I know next to nothing about MPLS. The proposed functionality seems reasonable
and persuasively justified, but it is possible that there are significant
issues I'm overlooking. I have a couple nitpicks about the Security
Considerations section.

The lowercased (i.e., non-RFC-2119) "must"s and "should"s are weasel words when
not connected with a statement of what objective is achieved by following those
recommendations. For example, the sentence "Propagation of identification
information outside the MPLS network imposing it must be disabled by default"
ought to be prefaced or suffixed with something along the lines of "In order to
preserve present assumptions about MPLS privacy properties".

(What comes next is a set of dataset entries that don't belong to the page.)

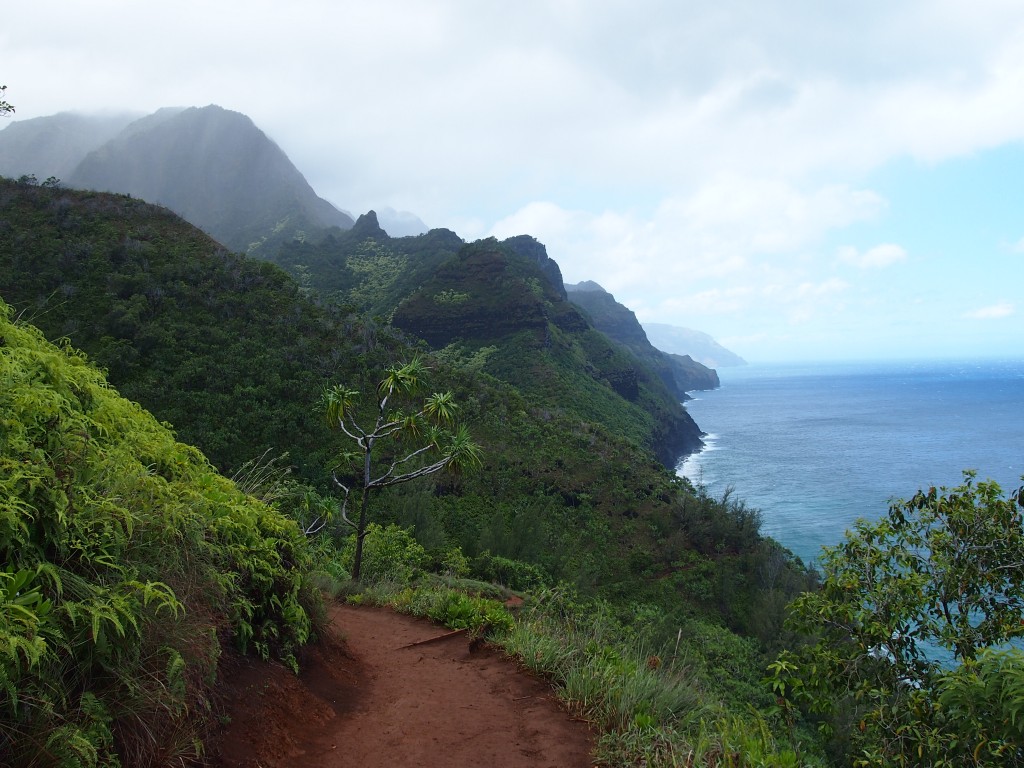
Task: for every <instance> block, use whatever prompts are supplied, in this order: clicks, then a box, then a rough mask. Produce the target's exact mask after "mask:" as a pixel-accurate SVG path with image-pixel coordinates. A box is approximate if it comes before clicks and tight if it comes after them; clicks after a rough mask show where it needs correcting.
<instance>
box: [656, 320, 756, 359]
mask: <svg viewBox="0 0 1024 768" xmlns="http://www.w3.org/2000/svg"><path fill="white" fill-rule="evenodd" d="M643 328H644V331H646V332H647V338H648V339H650V343H651V344H653V345H654V346H656V347H657V348H658V349H664V350H665V351H666V352H670V353H672V354H684V355H689V356H690V357H692V358H693V359H694V360H696V361H697V362H699V364H701V365H703V366H708V367H709V368H729V367H730V366H745V365H746V360H744V359H743V358H742V357H740V356H739V355H738V354H736V353H735V352H732V351H730V350H728V349H726V348H725V347H723V346H722V345H721V344H719V343H718V342H717V341H715V339H713V338H712V337H711V336H709V335H708V334H706V333H703V332H702V331H694V330H692V329H689V328H680V327H678V326H667V325H665V324H662V323H645V324H644V327H643Z"/></svg>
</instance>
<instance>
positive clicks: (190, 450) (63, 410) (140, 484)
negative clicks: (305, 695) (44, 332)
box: [0, 301, 319, 766]
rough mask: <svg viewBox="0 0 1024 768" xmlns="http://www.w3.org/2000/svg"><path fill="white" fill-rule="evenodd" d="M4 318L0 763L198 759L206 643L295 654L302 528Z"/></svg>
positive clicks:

I see a lot of discussion about confidentiality concerns when flow information
is propagated across trust boundaries, but no discussion about the dual
integrity concerns. I suggest including some word of warning that flow
information received from an untrusted LSR cannot be assumed correct, so
caution is advised before relying on it, e.g., to determine for billing
purposes whether SLAs are being met.